Sean Cribbin
- Born: 20 August 1998 (age 27) Dublin, Ireland

Rugby union career

National sevens team
- Years: Team / Comps
- 2017–: Ireland
- Medal record
Men's rugby sevens
Representing Ireland
European Games
| Gold medal – first place | 2023 Kraków–Małopolska | Team competition |

= Sean Cribbin =

Irish rugby union player

Sean Cribbin (born 20 August 1998) is an Irish rugby union player. He won a gold medal in the Rugby sevens at the 2023 European Games.

==Early life==
Cribbin attended St. Fintan's High School captaining their Leinster Schools Senior Cup team in 2016/17.

==Career==
Cribbin made his debut appearances in an Ireland national rugby sevens team in a squad named for the Dubai Sevens in December 2017. Cribbin was a member of the Irish team to gain qualification for the delayed 2020 Summer Olympics held in Tokyo. Cribbin was selected for the Irish team at the 2022 Rugby World Cup Sevens held in Cape Town.

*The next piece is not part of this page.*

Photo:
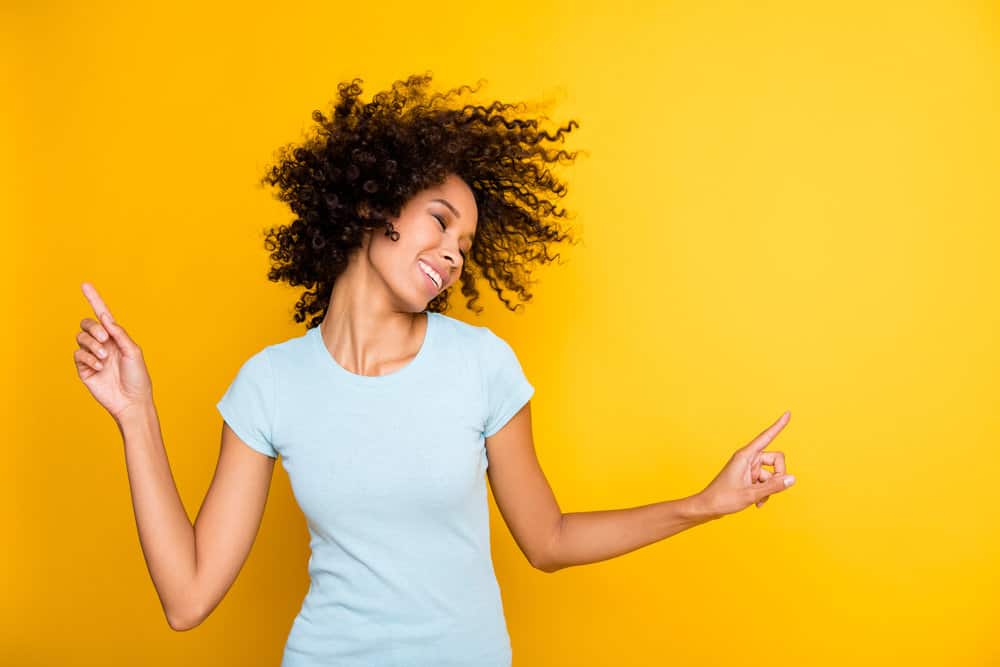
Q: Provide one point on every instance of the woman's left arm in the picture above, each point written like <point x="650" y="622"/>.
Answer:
<point x="552" y="540"/>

In May 2023, Cribbin featured as Ireland finished sixth at the World Rugby Sevens Series event in London. Cribbin was then selected for the Ireland squad for the 2023 European Games held in Kraków in June 2023. Cribbin featured in the final against Great Britain, with Ireland winning gold in the tournament and therefore qualifying for the 2024 Olympic Games.

Cribbin was initially named as a traveling reserve for the 2024 Summer Olympics but competed on the final day of the men’s tournament, he and Bryan Mollen were called into the squad to replace injured duo Jordan Conroy and Andrew Smith.